More specific commentary in-line for each case.

> *Non async caller with non async error page. *
> This is the normal case and the error page is invoked with and ERROR
> dispatch from within the scope of the sendError call.  After returning,
> the response is committed and we close the output, so no more can be
> written.  The javadoc on says this should be considered:
>
>     * After using this method, the response should be considered
>     * to be committed and should not be written to.
>
> But jetty does enforce it (and I think the TCK tests for this).

Tomcat enforces this and silently swallows any further attempts to write
to the response. This restriction is lifted once the error handling
takes over so the error page can be written to the response.


Undertow is the same.
 
> *Non async caller with async error page.*
> Here sendError does and ERROR dispatch to the error page, which then
> calls startAsync and returns.  Now sendError can't commit nor close the
> response, because it is in a race with async threads that may be writing
> the response.   So we use an isAsyncStarted check to avoid
> committing/closing... so I guess that explains why the javadoc only says
> "considered to be ..."?

Tomcat avoids this race because of when it performs the dispatch.

Undertow also does the same, when sendError is called the currently running request return to the container before actually doing the error dispatch. 
 

> *Async caller with non-async error page.*
> A normally dispatched request has called startAsync and then an async
> thread calls sendError.  Current releases of jetty do an ERROR dispatch
> to the error page from within the scope of sendError, but we now realise
> that is not correct because the original dispatched thread may not yet
> have exited and we will end up with 1 threads inside the servlet
> container (and filters etc.) for the same request at the same time.   
>
> So we are considering making the error page dispatch an
> AsyncContext.dispatch.   This solves the concurrency problem, but gives
> us other problems.  Should the dispatch type now be ASYNC or ERROR?
> There is no ASYNC_ERROR!     Should the calling thread call
> AsyncContext.complete()?  Typically it will because that is the contract
> of async and the caller has no idea if an async dispatch is done or not
> inside the sendError call?  So assuming they do call complete(), should
> we just treat it like a noop rather than ISE ?

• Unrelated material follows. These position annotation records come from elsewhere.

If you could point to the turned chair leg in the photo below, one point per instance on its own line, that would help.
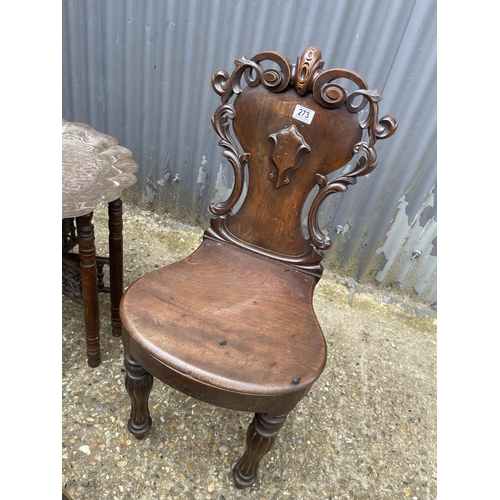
(138, 383)
(261, 436)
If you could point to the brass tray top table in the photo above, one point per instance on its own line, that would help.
(95, 169)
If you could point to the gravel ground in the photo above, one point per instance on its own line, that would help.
(366, 431)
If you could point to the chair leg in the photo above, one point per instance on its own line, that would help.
(261, 436)
(138, 383)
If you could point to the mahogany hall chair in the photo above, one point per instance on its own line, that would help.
(233, 324)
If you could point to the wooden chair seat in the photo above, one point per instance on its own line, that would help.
(233, 324)
(254, 335)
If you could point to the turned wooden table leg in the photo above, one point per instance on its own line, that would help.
(138, 383)
(115, 224)
(261, 436)
(88, 273)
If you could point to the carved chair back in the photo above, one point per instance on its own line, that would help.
(293, 125)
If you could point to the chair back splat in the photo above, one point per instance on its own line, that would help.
(233, 323)
(295, 125)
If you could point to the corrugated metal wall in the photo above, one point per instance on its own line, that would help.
(141, 71)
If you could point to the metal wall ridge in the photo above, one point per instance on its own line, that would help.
(141, 72)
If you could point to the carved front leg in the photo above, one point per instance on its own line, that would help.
(261, 436)
(138, 383)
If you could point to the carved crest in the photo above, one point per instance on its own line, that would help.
(307, 78)
(288, 144)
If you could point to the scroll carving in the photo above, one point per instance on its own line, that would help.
(306, 76)
(288, 145)
(220, 122)
(366, 163)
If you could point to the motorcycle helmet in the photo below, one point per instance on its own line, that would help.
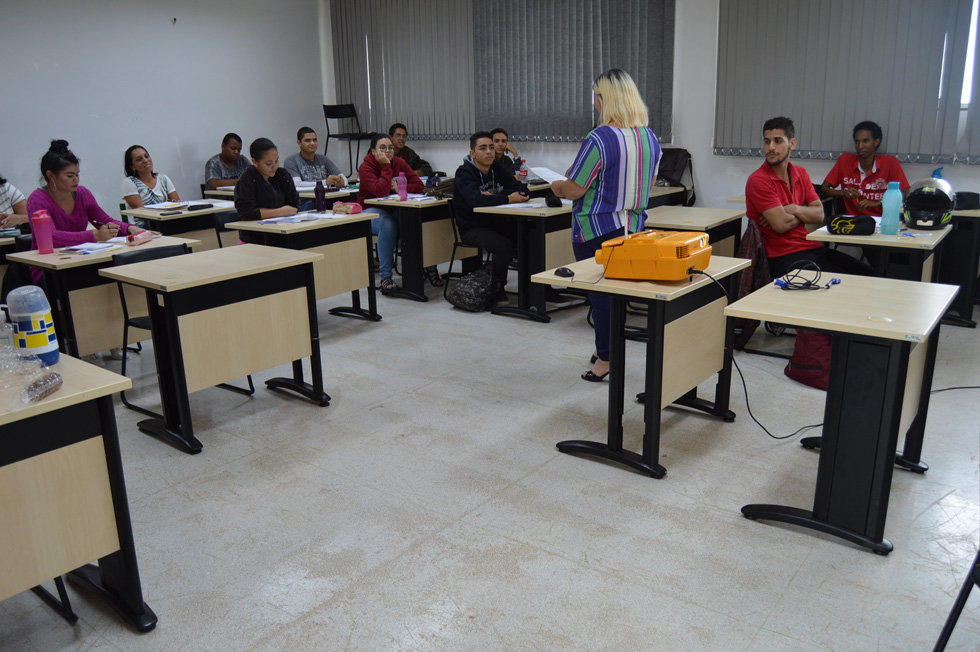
(928, 204)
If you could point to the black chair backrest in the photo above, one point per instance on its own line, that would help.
(153, 253)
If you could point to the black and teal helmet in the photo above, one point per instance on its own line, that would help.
(928, 204)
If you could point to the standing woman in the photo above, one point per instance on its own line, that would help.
(610, 183)
(265, 190)
(378, 174)
(142, 186)
(72, 207)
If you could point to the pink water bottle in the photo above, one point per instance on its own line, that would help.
(41, 228)
(402, 187)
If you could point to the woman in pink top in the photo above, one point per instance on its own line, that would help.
(71, 206)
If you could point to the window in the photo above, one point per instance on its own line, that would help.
(830, 64)
(446, 68)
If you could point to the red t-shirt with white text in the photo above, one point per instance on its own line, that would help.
(846, 173)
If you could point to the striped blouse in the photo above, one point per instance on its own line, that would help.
(617, 168)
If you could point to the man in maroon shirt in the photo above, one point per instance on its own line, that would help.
(780, 198)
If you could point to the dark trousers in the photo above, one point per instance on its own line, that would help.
(601, 303)
(829, 260)
(500, 240)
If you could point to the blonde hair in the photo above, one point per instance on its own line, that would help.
(620, 102)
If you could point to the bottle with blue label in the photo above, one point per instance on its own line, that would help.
(33, 326)
(891, 204)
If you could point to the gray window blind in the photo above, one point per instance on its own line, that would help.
(829, 64)
(406, 61)
(446, 68)
(535, 62)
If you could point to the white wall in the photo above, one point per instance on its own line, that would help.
(106, 74)
(695, 69)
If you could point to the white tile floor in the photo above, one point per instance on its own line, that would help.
(428, 509)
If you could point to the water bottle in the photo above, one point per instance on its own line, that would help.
(41, 228)
(33, 326)
(891, 203)
(402, 187)
(321, 197)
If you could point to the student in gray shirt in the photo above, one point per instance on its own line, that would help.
(224, 169)
(310, 166)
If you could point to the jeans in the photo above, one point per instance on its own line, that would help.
(385, 226)
(601, 303)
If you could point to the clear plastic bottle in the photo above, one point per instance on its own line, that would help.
(891, 204)
(33, 326)
(402, 187)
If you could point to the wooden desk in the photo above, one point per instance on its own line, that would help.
(348, 255)
(689, 340)
(87, 314)
(544, 240)
(421, 222)
(723, 225)
(223, 314)
(885, 334)
(196, 225)
(63, 496)
(960, 265)
(903, 257)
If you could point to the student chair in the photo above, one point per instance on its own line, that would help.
(340, 112)
(457, 243)
(139, 256)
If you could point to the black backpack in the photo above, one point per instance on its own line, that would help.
(475, 291)
(673, 164)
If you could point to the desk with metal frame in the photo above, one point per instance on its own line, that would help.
(885, 333)
(64, 495)
(224, 314)
(689, 340)
(348, 253)
(909, 256)
(85, 306)
(195, 224)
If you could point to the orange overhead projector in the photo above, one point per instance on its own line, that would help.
(654, 255)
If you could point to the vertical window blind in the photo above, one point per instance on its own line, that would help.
(829, 64)
(446, 68)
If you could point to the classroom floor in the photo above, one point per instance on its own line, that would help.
(428, 509)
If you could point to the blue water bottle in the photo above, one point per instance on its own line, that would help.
(891, 204)
(33, 326)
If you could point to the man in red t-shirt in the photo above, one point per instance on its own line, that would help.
(863, 177)
(780, 198)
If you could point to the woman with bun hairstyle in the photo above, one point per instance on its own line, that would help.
(72, 207)
(378, 173)
(265, 190)
(142, 186)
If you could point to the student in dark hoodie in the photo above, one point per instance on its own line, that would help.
(482, 181)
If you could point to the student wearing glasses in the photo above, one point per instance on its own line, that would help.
(378, 178)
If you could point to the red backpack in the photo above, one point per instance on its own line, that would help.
(810, 362)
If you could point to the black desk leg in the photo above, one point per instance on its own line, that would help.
(176, 428)
(910, 458)
(861, 420)
(296, 384)
(410, 232)
(355, 309)
(116, 579)
(613, 448)
(61, 307)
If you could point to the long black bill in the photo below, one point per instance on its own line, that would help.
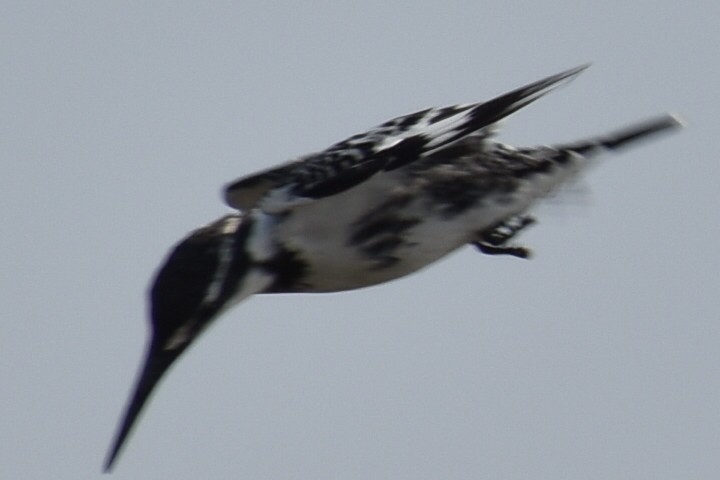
(157, 362)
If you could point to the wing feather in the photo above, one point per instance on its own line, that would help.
(391, 145)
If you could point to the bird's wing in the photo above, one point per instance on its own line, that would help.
(389, 146)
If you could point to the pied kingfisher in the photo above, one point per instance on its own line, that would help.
(372, 208)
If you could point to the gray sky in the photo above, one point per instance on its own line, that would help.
(598, 359)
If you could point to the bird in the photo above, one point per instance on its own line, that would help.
(372, 208)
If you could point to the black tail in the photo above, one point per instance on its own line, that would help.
(625, 137)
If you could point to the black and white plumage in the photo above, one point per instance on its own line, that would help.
(375, 207)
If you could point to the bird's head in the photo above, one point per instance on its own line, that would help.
(206, 273)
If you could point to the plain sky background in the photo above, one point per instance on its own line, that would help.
(598, 359)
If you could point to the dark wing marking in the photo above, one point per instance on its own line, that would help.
(389, 146)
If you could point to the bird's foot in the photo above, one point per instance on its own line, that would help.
(494, 240)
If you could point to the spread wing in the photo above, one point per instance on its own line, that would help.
(389, 146)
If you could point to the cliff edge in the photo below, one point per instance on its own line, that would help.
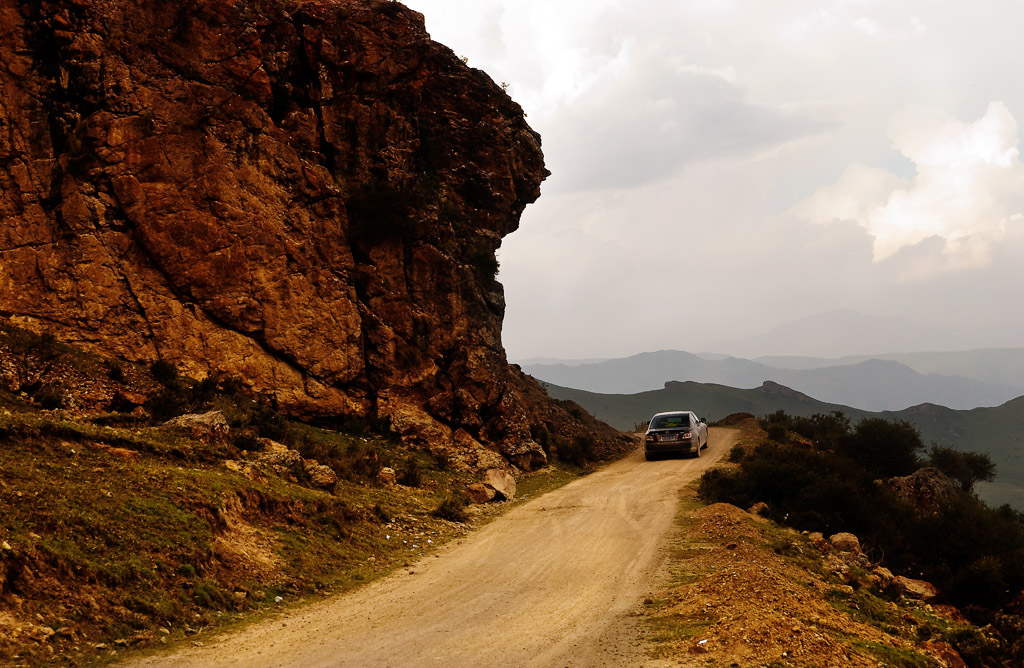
(303, 195)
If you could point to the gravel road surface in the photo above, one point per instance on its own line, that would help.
(555, 582)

I'd lean towards using ERROR.


+1
 
I think the calling thread should call complete().

What is the dispatch target's justification for calling complete()? That
seems wrong to me so an ISE looks reasonable.

I don't know if it is really in line with the spec but we just implicitly call complete() here when the error dispatch is done. 
 

> *Async caller with Async error page.
> *
> A normally dispatched request has called startAsync and then an async
> thread calls sendError, which does an async (or error?) dispatch to the
> error page that then calls startAsync again.

That isn't legal is it? Tomcat would throw an ISE in that situation.

We would also throw an ISE.
 

>  We now how two threads
> that are acting on the same async request.  Do we wait for both to call
> complete() before being complete? Surely we have to prevent a complete
> call from the sendError thread from completing the async cycle of the
> error page startAsync?  What if one of them calls
> AsyncContext.dispatch?   At this point we are thinking that once a
> request goes async, then perhaps we should never dispatch to an error
> page from sendError and instead just generate our own simple error page?
>
> I'd love to know what the other containers do in these situations?
>
> I think we obviously need to at least be more specific in our javadoc,
> but I'm thinking that perhaps we might need to change behaviour as well
> to avoid async on async error pages?

I think being more specific would be a good thing.

Would stating that targets of ERROR dispatches must be synchronous a
possible way forward?

I don't really like this. My gut feeling is that that sendError should work like javax.servlet.AsyncContext#dispatch, and basically finish the current async cycle. If the error page wants to do its own async processing then it can just call startAsync again.